Affable et bavard, peut-être trop, le nom de Benoît Quennedey est sur toutes les lèvres ce mardi.Ce visage familier des couloirs du Sénat, a été arrêté dimanche soir à son domicile et placé en garde à vue dans les locaux de la Direction générale de la sécurité intérieure (DGSI). Administrateur du Sénat, énarque et président de l’association d’amitié franco coréenne, il est soupçonné d’espionnage au profit de la Corée du Nord. Depuis mars dernier, une enquête a été ouverte par le parquet de Paris pour « recueil et livraison d’informations à une puissance étrangère, susceptibles de porter atteinte aux intérêts fondamentaux de la nation », selon une source judiciaire confirmant l’information lundi soir de l’émission Quotidien.

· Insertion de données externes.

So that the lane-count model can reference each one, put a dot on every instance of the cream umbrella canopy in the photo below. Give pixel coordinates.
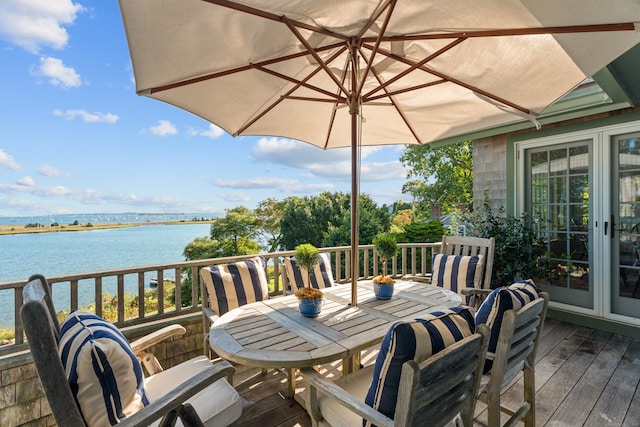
(370, 72)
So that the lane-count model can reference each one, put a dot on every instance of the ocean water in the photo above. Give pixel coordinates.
(22, 255)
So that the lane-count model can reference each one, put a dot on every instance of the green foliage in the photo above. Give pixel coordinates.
(307, 256)
(325, 220)
(386, 246)
(442, 175)
(268, 216)
(234, 233)
(421, 232)
(516, 244)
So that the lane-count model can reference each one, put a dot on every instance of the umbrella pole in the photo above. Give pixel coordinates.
(355, 258)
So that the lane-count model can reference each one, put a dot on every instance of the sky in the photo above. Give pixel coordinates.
(75, 137)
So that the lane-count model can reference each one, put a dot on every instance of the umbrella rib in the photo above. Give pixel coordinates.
(334, 111)
(274, 17)
(293, 89)
(297, 82)
(395, 105)
(625, 26)
(374, 17)
(390, 6)
(454, 81)
(414, 66)
(236, 70)
(313, 53)
(400, 91)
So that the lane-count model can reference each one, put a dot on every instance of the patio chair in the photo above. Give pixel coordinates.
(321, 278)
(458, 254)
(408, 383)
(515, 316)
(86, 390)
(228, 286)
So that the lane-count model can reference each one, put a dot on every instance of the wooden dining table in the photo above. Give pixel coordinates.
(273, 333)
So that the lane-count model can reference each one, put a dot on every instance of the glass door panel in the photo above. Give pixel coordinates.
(625, 224)
(557, 196)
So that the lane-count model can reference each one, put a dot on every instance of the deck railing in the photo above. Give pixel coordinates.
(413, 259)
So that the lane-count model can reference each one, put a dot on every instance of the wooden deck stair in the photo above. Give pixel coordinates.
(584, 377)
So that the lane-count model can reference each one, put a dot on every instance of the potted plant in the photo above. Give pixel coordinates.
(387, 247)
(310, 299)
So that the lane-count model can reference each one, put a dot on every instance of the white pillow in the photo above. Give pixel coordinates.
(105, 376)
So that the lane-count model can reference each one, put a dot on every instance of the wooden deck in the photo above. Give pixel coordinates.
(584, 377)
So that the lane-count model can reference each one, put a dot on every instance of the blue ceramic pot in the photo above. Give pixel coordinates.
(310, 307)
(383, 290)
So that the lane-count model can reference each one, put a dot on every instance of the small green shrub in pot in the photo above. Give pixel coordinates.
(387, 248)
(307, 257)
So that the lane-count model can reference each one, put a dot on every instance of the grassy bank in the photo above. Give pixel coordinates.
(22, 229)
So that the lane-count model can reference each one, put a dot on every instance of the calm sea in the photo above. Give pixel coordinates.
(22, 255)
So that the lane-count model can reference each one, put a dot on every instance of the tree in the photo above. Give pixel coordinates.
(268, 216)
(443, 175)
(235, 232)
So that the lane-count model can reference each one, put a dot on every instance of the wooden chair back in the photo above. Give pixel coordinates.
(42, 329)
(470, 246)
(443, 386)
(515, 353)
(433, 392)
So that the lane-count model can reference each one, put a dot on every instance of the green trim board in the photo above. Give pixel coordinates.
(594, 323)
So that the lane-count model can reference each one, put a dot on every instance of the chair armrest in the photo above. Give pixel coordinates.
(210, 314)
(420, 278)
(476, 296)
(475, 291)
(317, 382)
(140, 345)
(175, 399)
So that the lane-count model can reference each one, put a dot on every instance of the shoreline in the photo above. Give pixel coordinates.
(21, 229)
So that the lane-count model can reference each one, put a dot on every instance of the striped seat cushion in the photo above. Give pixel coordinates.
(105, 376)
(414, 340)
(322, 276)
(497, 303)
(238, 283)
(455, 272)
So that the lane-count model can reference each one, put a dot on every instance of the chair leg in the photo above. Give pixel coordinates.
(530, 395)
(291, 382)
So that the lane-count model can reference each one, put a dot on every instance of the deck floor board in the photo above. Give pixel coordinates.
(584, 377)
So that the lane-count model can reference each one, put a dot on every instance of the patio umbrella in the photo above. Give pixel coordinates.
(346, 73)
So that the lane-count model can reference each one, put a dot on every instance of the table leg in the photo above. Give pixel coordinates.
(351, 364)
(291, 382)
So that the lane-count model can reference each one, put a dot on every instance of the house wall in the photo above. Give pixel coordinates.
(22, 400)
(490, 171)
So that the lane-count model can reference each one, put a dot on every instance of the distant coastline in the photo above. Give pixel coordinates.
(22, 229)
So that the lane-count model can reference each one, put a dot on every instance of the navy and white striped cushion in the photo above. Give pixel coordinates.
(105, 376)
(322, 276)
(497, 303)
(455, 272)
(414, 340)
(238, 283)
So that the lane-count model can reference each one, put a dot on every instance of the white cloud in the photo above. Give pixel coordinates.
(213, 132)
(255, 183)
(334, 164)
(32, 24)
(27, 181)
(59, 75)
(86, 116)
(47, 170)
(38, 191)
(6, 161)
(165, 127)
(234, 197)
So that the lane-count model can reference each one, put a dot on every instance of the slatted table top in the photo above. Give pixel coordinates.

Fervent défenseur de la Corée du Nord
En poste au Sénat depuis 2003, Benoît Quennedey alternait, comme le veut le règlement, les mobilités législatives et administratives. Passé par la commission des finances, il était jusqu’à présent l’un des administrateurs de la Direction de l’architecture, du patrimoine et des jardins de la Haute assemblée. « On nous a dit de ne pas parler aux journalistes » répond un membre du service quand on cite ce nom.
Benoît Quennedey avait un tropisme certain pour la Corée du Nord. Auteur de deux ouvrages, et de nombreuses interventions médiatiques sur le régime de Pyongyang, ce haut fonctionnaire n’hésitait pas à le présenter sous son meilleur jour. Pays où il « n’y a pas de papiers par terre », « un modèle de développement » où « la santé et l’éducation sont gratuites » expliquait-il dans une vidéo YouTube postée l’année dernière.
« Il faisait un travail d’influence auprès des parlementaires »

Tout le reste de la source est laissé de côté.